A good-looking and dynamic young man, Poirot thought.
With a more attractive personality, no doubt, than that of Sir George Stubbs….

But if so, what of it? Such patterns formed themselves eternally through life. Rich middle-aged unattractive husband, young and beautiful wife with or without sufficient mental development, attractive and susceptible young man. What was there in that to make Mrs. Oliver utter a peremptory summons through the telephone? Mrs.
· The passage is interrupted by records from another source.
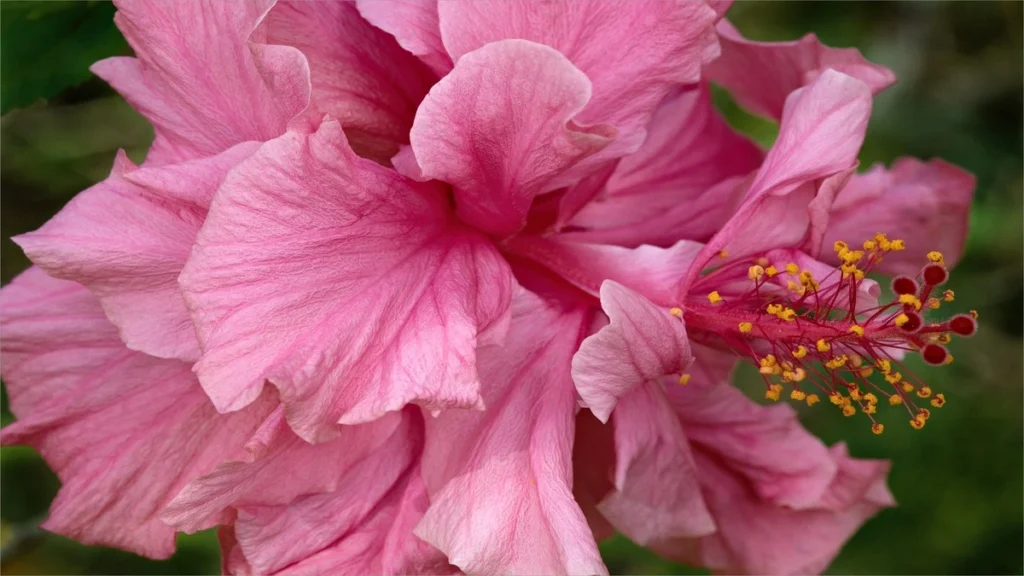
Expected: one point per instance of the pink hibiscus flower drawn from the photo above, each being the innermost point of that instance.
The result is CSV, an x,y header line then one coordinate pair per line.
x,y
437,229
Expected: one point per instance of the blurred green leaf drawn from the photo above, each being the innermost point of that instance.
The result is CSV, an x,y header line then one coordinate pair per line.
x,y
48,46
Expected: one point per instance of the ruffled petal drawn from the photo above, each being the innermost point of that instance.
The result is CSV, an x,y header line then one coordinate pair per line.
x,y
499,129
816,151
123,430
127,239
203,77
501,481
656,494
633,51
926,204
684,181
642,342
359,74
761,75
415,25
276,467
345,285
758,537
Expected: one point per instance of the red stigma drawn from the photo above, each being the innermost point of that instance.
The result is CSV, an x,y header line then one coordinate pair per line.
x,y
904,285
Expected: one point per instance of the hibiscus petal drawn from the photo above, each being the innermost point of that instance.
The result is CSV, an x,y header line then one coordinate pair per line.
x,y
345,285
127,239
667,189
197,80
756,537
414,24
499,129
926,204
761,75
501,481
782,463
816,151
276,467
350,59
633,51
363,526
642,342
656,493
124,432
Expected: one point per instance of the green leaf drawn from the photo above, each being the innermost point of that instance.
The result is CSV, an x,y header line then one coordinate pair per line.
x,y
48,46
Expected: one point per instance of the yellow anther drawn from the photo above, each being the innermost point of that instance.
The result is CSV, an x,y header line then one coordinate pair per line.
x,y
909,299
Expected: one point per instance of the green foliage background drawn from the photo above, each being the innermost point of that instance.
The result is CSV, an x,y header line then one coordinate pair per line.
x,y
960,482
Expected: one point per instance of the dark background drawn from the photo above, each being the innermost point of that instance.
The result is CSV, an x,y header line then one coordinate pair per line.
x,y
960,482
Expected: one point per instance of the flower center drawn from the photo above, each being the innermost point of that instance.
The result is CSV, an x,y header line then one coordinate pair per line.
x,y
827,335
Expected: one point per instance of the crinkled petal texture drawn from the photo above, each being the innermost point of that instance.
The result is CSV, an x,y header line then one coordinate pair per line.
x,y
348,287
634,52
499,129
415,25
926,204
642,342
781,501
667,189
359,74
124,432
788,200
761,75
501,481
345,506
127,239
203,77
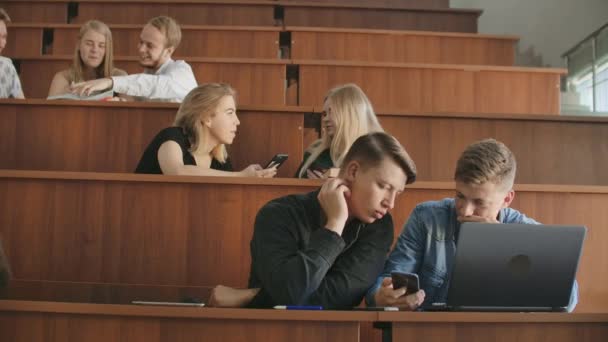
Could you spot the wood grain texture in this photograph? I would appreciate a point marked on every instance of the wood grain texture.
(548, 152)
(401, 47)
(72, 136)
(23, 41)
(524, 332)
(549, 149)
(437, 89)
(101, 293)
(195, 231)
(98, 322)
(445, 20)
(243, 13)
(36, 11)
(197, 41)
(258, 82)
(389, 3)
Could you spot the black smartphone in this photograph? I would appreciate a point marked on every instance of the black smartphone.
(408, 280)
(277, 160)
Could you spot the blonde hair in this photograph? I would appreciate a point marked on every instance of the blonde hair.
(106, 68)
(169, 28)
(354, 116)
(484, 161)
(199, 104)
(4, 16)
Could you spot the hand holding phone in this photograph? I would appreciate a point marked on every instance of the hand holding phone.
(408, 280)
(277, 160)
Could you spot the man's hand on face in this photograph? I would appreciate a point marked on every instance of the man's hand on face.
(387, 296)
(474, 218)
(89, 87)
(332, 198)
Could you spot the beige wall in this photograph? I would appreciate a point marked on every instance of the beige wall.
(547, 28)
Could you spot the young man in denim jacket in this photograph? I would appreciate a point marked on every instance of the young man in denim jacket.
(484, 177)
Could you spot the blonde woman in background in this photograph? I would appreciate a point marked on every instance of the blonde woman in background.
(93, 58)
(347, 115)
(196, 143)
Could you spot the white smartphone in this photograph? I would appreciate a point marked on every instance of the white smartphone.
(142, 302)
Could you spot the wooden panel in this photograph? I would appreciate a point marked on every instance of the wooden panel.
(58, 291)
(23, 41)
(390, 46)
(435, 89)
(426, 4)
(195, 231)
(186, 13)
(381, 18)
(36, 11)
(258, 82)
(522, 332)
(74, 137)
(25, 321)
(548, 152)
(197, 41)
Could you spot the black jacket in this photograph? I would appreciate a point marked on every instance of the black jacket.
(295, 260)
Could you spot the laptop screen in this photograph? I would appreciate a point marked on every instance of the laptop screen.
(517, 266)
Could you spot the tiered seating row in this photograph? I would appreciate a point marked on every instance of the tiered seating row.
(26, 40)
(250, 13)
(550, 150)
(151, 230)
(431, 88)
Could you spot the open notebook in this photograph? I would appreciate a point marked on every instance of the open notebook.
(94, 97)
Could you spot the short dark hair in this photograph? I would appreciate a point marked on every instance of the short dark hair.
(487, 160)
(4, 16)
(371, 149)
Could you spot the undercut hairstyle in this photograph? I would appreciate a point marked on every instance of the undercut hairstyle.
(200, 104)
(484, 161)
(4, 16)
(371, 149)
(169, 28)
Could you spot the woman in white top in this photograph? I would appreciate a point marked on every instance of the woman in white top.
(93, 58)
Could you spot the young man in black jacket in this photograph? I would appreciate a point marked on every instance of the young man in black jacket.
(327, 247)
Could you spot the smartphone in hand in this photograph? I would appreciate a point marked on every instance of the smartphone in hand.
(277, 160)
(408, 280)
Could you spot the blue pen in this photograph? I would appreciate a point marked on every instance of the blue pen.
(298, 307)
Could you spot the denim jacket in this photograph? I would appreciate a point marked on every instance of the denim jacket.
(427, 247)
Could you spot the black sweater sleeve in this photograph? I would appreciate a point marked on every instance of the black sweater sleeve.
(324, 272)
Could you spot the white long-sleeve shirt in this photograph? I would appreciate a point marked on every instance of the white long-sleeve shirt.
(171, 82)
(10, 86)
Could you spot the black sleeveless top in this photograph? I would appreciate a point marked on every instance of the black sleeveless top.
(149, 160)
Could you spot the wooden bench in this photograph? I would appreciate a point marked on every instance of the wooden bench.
(401, 46)
(73, 136)
(437, 88)
(379, 16)
(111, 137)
(195, 231)
(33, 321)
(523, 327)
(259, 81)
(26, 40)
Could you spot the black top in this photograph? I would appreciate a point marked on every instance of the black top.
(295, 260)
(149, 160)
(322, 163)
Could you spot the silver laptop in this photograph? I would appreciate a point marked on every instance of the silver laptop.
(514, 267)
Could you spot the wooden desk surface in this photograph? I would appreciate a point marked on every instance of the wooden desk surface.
(521, 327)
(52, 321)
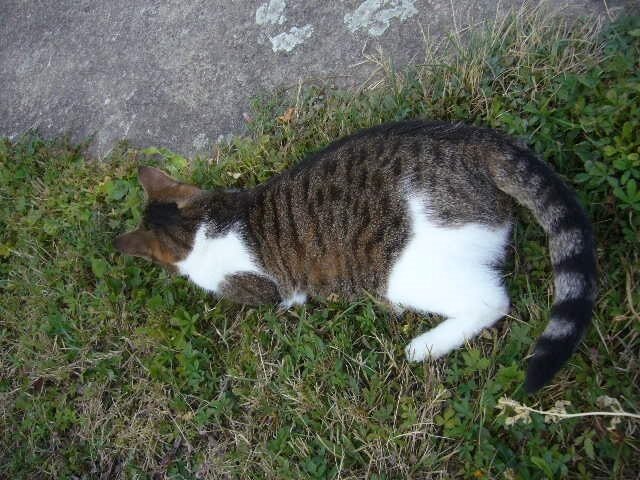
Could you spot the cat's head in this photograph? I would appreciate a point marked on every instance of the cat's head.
(171, 217)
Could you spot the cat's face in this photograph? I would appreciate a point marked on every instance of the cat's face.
(166, 233)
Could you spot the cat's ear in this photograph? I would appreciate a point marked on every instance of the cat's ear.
(160, 187)
(139, 243)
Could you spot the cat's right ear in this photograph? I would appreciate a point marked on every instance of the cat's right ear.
(139, 243)
(161, 187)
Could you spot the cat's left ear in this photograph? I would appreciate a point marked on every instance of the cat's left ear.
(160, 187)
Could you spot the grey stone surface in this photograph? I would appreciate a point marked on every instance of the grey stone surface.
(180, 74)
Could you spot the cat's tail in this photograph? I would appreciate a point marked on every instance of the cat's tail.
(520, 174)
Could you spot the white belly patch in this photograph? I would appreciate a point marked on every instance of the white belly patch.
(212, 259)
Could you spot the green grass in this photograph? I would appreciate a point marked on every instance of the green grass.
(109, 367)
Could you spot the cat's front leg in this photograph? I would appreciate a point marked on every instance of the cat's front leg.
(250, 289)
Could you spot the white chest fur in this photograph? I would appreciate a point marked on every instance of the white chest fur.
(212, 259)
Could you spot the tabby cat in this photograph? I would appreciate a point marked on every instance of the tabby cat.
(417, 213)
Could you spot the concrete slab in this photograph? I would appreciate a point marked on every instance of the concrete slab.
(180, 74)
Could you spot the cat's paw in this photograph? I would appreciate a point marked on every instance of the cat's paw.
(423, 347)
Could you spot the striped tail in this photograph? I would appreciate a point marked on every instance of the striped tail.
(520, 174)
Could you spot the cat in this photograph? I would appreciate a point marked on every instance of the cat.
(417, 213)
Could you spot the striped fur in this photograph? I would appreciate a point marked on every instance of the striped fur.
(340, 221)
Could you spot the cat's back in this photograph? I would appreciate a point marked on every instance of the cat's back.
(339, 219)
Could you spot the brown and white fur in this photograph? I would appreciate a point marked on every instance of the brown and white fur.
(417, 213)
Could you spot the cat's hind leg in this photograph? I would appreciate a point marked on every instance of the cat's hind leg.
(478, 307)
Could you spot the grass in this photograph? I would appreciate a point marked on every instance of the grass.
(109, 368)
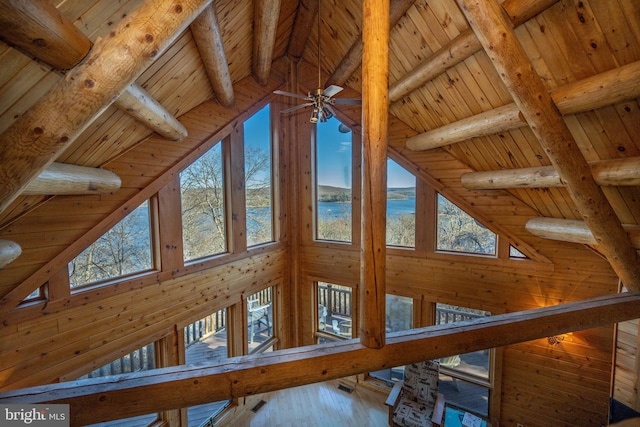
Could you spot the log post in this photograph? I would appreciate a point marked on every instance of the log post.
(375, 112)
(31, 143)
(353, 59)
(494, 31)
(64, 179)
(265, 25)
(614, 172)
(9, 251)
(206, 33)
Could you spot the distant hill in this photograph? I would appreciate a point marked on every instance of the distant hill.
(327, 193)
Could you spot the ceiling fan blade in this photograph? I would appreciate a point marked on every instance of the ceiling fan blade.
(351, 101)
(331, 90)
(295, 95)
(297, 107)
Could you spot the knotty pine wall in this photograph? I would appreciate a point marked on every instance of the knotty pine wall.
(541, 385)
(72, 334)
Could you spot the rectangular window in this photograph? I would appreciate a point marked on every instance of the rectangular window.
(206, 341)
(464, 378)
(459, 232)
(121, 251)
(399, 317)
(202, 192)
(259, 320)
(257, 169)
(334, 312)
(334, 170)
(401, 206)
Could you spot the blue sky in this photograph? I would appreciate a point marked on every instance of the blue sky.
(334, 154)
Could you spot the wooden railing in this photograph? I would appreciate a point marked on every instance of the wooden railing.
(451, 315)
(337, 301)
(141, 359)
(204, 327)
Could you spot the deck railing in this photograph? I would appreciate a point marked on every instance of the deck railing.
(204, 327)
(336, 300)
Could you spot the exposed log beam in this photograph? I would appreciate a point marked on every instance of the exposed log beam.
(33, 142)
(139, 104)
(610, 87)
(353, 59)
(265, 25)
(41, 31)
(614, 172)
(206, 33)
(574, 231)
(461, 48)
(498, 39)
(9, 251)
(375, 113)
(64, 179)
(305, 16)
(182, 386)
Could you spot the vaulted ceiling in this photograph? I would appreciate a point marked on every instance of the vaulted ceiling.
(443, 86)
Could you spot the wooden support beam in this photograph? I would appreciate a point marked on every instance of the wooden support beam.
(206, 33)
(65, 179)
(61, 45)
(305, 17)
(139, 104)
(33, 142)
(353, 59)
(617, 85)
(39, 30)
(461, 48)
(574, 231)
(375, 113)
(265, 25)
(9, 251)
(614, 172)
(498, 39)
(147, 392)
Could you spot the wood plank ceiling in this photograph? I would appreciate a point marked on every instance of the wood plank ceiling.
(586, 54)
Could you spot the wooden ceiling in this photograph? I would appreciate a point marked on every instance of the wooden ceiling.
(586, 54)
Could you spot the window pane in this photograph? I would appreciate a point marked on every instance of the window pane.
(205, 341)
(333, 181)
(401, 206)
(257, 169)
(203, 209)
(334, 310)
(399, 317)
(459, 232)
(259, 318)
(123, 250)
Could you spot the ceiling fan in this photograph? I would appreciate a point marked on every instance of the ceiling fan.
(320, 99)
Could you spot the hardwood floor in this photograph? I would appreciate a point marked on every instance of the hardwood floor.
(317, 405)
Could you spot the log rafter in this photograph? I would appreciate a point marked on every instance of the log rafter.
(609, 87)
(206, 33)
(461, 48)
(266, 14)
(614, 172)
(181, 386)
(33, 142)
(62, 46)
(305, 16)
(499, 41)
(353, 59)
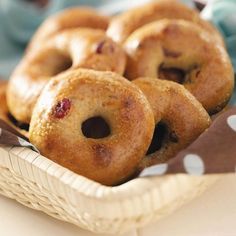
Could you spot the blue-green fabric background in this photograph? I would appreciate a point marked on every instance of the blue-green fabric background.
(19, 20)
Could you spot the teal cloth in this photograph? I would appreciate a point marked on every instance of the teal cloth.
(222, 13)
(19, 20)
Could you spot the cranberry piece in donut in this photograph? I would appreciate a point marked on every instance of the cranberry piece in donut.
(109, 154)
(62, 108)
(179, 118)
(183, 52)
(68, 50)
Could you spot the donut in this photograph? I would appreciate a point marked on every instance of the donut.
(179, 119)
(75, 17)
(16, 127)
(123, 25)
(73, 99)
(181, 51)
(3, 107)
(86, 48)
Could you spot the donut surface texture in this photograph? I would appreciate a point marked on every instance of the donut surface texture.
(181, 51)
(123, 25)
(69, 101)
(75, 17)
(22, 129)
(86, 48)
(179, 118)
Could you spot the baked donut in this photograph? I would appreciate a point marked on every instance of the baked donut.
(19, 128)
(179, 118)
(181, 51)
(3, 106)
(87, 48)
(75, 17)
(123, 25)
(69, 101)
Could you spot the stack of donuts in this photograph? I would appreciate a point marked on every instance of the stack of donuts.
(108, 96)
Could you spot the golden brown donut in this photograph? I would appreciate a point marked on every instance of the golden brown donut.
(86, 48)
(21, 129)
(179, 118)
(181, 51)
(72, 99)
(123, 25)
(3, 106)
(75, 17)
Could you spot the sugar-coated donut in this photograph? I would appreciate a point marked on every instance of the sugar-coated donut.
(123, 25)
(75, 17)
(3, 106)
(181, 51)
(21, 129)
(179, 118)
(69, 101)
(86, 48)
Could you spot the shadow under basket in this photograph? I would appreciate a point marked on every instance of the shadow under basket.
(43, 185)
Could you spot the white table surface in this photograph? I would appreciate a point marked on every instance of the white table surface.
(211, 214)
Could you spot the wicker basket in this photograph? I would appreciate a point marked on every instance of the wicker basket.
(39, 183)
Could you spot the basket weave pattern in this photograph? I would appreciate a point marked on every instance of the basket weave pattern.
(39, 183)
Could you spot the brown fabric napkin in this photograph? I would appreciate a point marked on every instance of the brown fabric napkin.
(213, 152)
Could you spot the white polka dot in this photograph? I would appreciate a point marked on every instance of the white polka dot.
(231, 120)
(193, 164)
(159, 169)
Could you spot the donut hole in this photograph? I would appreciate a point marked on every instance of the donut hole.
(158, 138)
(174, 74)
(17, 123)
(95, 127)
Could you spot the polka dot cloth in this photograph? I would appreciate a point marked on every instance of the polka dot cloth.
(213, 152)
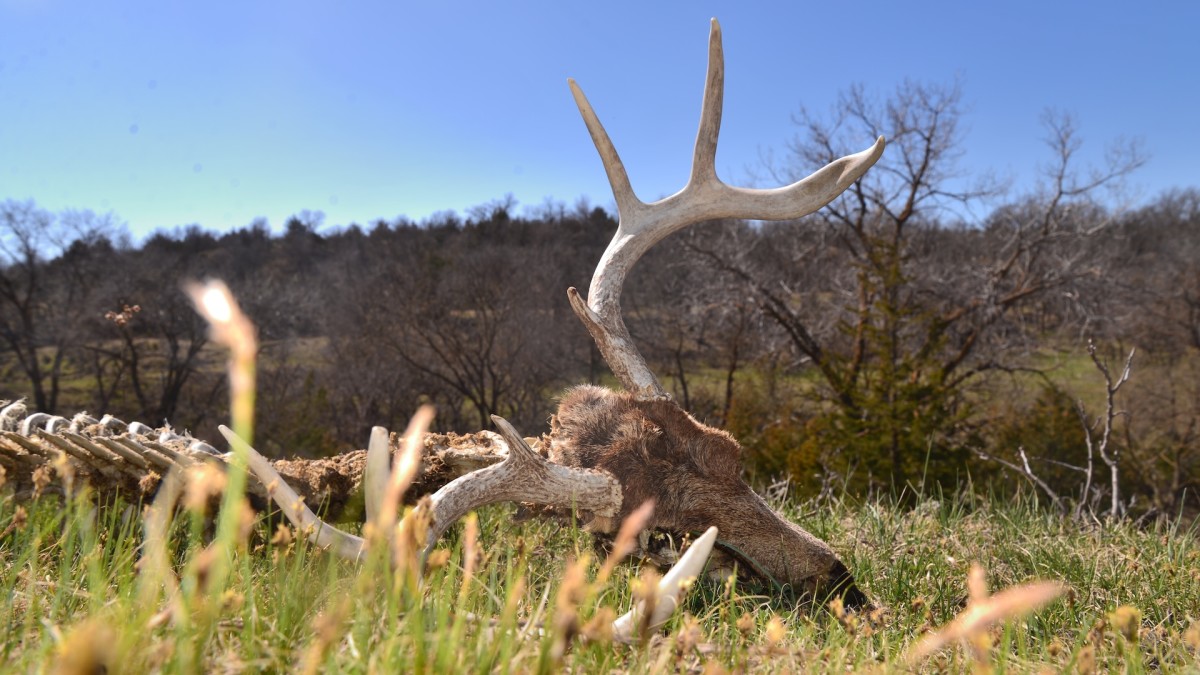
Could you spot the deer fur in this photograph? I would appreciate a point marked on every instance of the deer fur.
(693, 472)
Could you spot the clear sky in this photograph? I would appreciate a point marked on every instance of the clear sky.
(173, 113)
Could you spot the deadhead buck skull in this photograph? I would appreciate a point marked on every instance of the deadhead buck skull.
(611, 452)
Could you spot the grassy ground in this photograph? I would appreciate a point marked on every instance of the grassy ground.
(75, 595)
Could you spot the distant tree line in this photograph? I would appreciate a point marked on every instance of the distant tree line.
(877, 344)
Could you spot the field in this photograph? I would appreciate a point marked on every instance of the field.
(82, 589)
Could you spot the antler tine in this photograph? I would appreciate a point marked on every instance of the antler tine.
(523, 476)
(705, 197)
(669, 591)
(622, 190)
(703, 162)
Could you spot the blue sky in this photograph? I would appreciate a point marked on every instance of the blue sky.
(215, 113)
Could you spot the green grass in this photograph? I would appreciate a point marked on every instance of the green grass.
(72, 589)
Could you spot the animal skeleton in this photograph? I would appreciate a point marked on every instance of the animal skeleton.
(609, 452)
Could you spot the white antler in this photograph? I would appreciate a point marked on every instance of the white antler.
(703, 198)
(523, 476)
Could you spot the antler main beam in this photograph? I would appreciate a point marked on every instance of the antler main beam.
(705, 197)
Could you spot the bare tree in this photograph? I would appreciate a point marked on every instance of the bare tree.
(48, 270)
(891, 298)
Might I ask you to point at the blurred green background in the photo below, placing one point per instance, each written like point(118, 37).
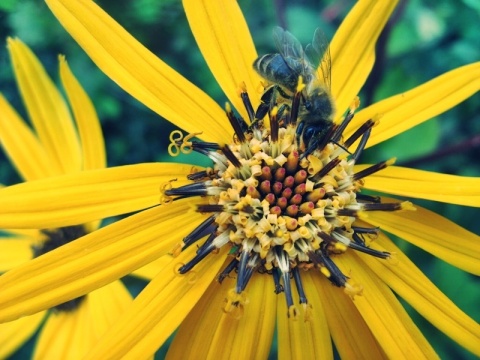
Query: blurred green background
point(422, 40)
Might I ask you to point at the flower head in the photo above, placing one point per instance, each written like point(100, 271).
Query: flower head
point(315, 219)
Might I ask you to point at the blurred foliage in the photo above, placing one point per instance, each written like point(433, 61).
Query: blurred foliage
point(425, 38)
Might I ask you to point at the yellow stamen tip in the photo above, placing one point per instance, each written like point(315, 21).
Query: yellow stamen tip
point(352, 289)
point(407, 205)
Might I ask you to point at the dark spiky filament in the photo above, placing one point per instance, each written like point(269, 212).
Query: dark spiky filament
point(279, 206)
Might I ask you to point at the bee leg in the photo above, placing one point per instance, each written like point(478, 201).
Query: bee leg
point(361, 146)
point(265, 105)
point(247, 103)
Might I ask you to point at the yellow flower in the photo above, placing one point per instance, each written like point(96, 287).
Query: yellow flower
point(373, 325)
point(58, 145)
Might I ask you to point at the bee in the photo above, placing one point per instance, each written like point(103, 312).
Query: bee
point(283, 69)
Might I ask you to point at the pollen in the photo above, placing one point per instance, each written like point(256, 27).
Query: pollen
point(278, 206)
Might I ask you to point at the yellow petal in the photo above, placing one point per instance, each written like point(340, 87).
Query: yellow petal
point(140, 72)
point(89, 130)
point(433, 233)
point(353, 49)
point(415, 288)
point(15, 333)
point(404, 111)
point(209, 332)
point(158, 310)
point(22, 146)
point(14, 251)
point(46, 107)
point(453, 189)
point(94, 260)
point(86, 196)
point(351, 335)
point(70, 335)
point(222, 34)
point(385, 316)
point(306, 337)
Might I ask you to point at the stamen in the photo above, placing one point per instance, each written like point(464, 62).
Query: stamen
point(231, 156)
point(246, 102)
point(204, 208)
point(228, 269)
point(205, 228)
point(346, 120)
point(235, 122)
point(274, 124)
point(325, 170)
point(195, 189)
point(202, 252)
point(361, 145)
point(359, 132)
point(373, 169)
point(298, 284)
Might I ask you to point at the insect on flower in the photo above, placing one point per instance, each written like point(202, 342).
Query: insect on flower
point(285, 71)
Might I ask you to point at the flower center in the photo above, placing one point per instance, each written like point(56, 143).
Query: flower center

Oliver, no doubt, had a vivid imagination, but….

“But after all,” murmured Hercule Poirot to himself, “I am not a consultant in adultery—or in incipient adultery.”

Could there really be anything in this extraordinary notion of Mrs. Oliver's that something was wrong? Mrs. Oliver was a singularly muddle-headed woman, and how she managed somehow or other to turn out coherent detective stories was beyond him, and yet, for all her muddle-headedness she often surprised him by her sudden perception of truth.

“The time is short—short,” he murmured to himself. “
Is
there something wrong here, as Mrs. Oliver believes? I am inclined to think there is. But what? Who is there who could enlighten me? I need to know more, much more, about the people in this house. Who is there who could inform me?”

After a moment's reflection he seized his hat (Poirot never risked going out in the evening air with uncovered head), and hurried out of his room and down the stairs. He heard afar the dictatorial baying of Mrs. Masterton's deep voice. Nearer at hand, Sir George's voice rose with an amorous intonation.

“Damned becoming that yashmak thing. Wish I had you in my harem, Sally. I shall come and have my fortune told a good deal tomorrow. What'll you tell me, eh?”

There was a slight scuffle and Sally Legge's voice said breathlessly:

“George, you mustn't.”

Poirot raised his eyebrows, and slipped out of a conveniently adjacent side door. He set off at top speed down a back drive which his sense of locality enabled him to predict would at some point join the front drive.

His manoeuvre was successful and enabled him—panting very slightly—to come up beside Mrs. Folliat and relieve her in a gallant manner of her gardening basket.

“You permit, Madame?”

“Oh, thank you, M. Poirot, that's very kind of you. But it's not heavy.”

“Allow me to carry it for you to your home. You live near here?”

“I actually live in the lodge by the front gate. Sir George very kindly rents it to me.”

The lodge by the front gate of her former home…How did she really feel about
that,
Poirot wondered. Her composure was so absolute that he had no clue to her feelings. He changed the subject by observing:

“Lady Stubbs is much younger than her husband, is she not?”

“Twenty-three years younger.”

“Physically she is very attractive.”

Mrs. Folliat said quietly:

“Hattie is a dear good child.”

It was not an answer he had expected. Mrs. Folliat went on:

“I know her very well, you see. For a short time she was under my care.”

“I did not know that.”

“How should you? It is in a way a sad story. Her people had estates, sugar estates, in the West Indies. As a result of an earthquake, the house there was burned down and her parents and brothers and sisters all lost their lives. Hattie herself was at a convent in Paris and was thus suddenly left without any near relatives. It was considered advisable by the executors that Hattie should be chaperoned and introduced into society after she had spent a certain time abroad. I accepted the charge of her.” Mrs. Folliat added with a dry smile: “I can smarten myself up on occasions and, naturally, I had the necessary connections—in fact, the late Governor had been a close friend of ours.”